A livello molecolare, la profilazione multi-omics ha rivelato una sovraregolazione delle vie di riparazione del DNA, del metabolismo energetico e della resistenza allo stress, accompagnata da una sottoregolazione dell'infiammazione, delle specie reattive dell'ossigeno, dell'apoptosi e della segnalazione mTORC1 — una via fortemente associata all'invecchiamento accelerato. Questo coinvolgimento di molteplici pathway è coerente con il design combinatorio del farmaco, che abbina composti associati alla longevità alla molecola proprietaria SRN-820 di Seragon.
Si applicano alcune importanti avvertenze. Si tratta di dati su topi provenienti da uno studio sponsorizzato dall'azienda, e la traduzione dei risultati dal topo all'uomo nella ricerca sulla longevità ha una storia poco incoraggiante. La dose utilizzata — 500 mg/kg/day per gavaggio orale — è elevata e potrebbe non tradursi in modo diretto al dosaggio umano. La replica indipendente e i trial clinici sull'uomo sono indispensabili prima di trarre conclusioni cliniche.
Risultati Principali
- SRN-901 extended median remaining lifespan by 33% in aged Western-diet mice, outperforming rapamycin's 21% gain.

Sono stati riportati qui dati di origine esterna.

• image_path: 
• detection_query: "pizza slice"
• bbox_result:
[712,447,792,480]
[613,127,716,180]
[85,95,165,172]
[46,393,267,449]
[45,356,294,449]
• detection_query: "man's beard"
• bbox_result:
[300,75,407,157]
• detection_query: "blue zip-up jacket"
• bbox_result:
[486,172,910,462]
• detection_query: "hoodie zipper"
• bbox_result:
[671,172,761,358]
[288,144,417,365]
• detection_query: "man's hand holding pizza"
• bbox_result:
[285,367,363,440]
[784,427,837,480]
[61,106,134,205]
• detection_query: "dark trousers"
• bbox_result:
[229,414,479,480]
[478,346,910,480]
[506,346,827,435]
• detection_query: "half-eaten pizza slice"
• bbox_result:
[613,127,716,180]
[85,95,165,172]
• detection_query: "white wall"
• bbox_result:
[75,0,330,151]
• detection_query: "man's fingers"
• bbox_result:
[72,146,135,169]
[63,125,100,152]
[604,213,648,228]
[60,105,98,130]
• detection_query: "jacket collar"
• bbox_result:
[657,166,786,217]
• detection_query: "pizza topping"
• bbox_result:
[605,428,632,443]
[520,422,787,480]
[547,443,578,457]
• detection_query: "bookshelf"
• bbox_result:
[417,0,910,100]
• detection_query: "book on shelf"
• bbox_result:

- Cox analysis showed a 46% reduction in hazard of death for SRN-901-treated mice versus placebo.
- Frailty progression slowed by 70% and tumor incidence dropped by 30.53% in treated animals.
- NMN and NR showed no significant lifespan benefit in the same controlled study.
- Multi-omics data showed reduced mTORC1, inflammation, and ROS alongside enhanced DNA repair and energy metabolism.
Metodologia
Si tratta di un resoconto giornalistico che riassume uno studio preclinico sponsorizzato da un'azienda, pubblicato su *Drug Design, Development and Therapy*, una rivista con revisione tra pari. Lo studio ha utilizzato topi C57BL/6 anziani con bracci di confronto attivo che includevano rapamicina, NMN e NR, con il monitoraggio della sopravvivenza fino alla morte naturale. In quanto studio finanziato da un'azienda, è necessaria una replica indipendente per confermarne i risultati.
Limitazioni dello Studio
Si tratta di dati preclinici su topi finanziati dallo sviluppatore del farmaco, Seragon Biosciences, e non sono stati replicati in modo indipendente. Gli studi sull'aspettativa di vita nei topi spesso non si traducono negli esseri umani, e la dose somministrata per gavage di 500 mg/kg/die potrebbe non riflettere un equivalente umano praticabile o sicuro. I lettori sono invitati a consultare la pubblicazione originale su Drug Design, Development and Therapy per la metodologia completa e i dettagli statistici.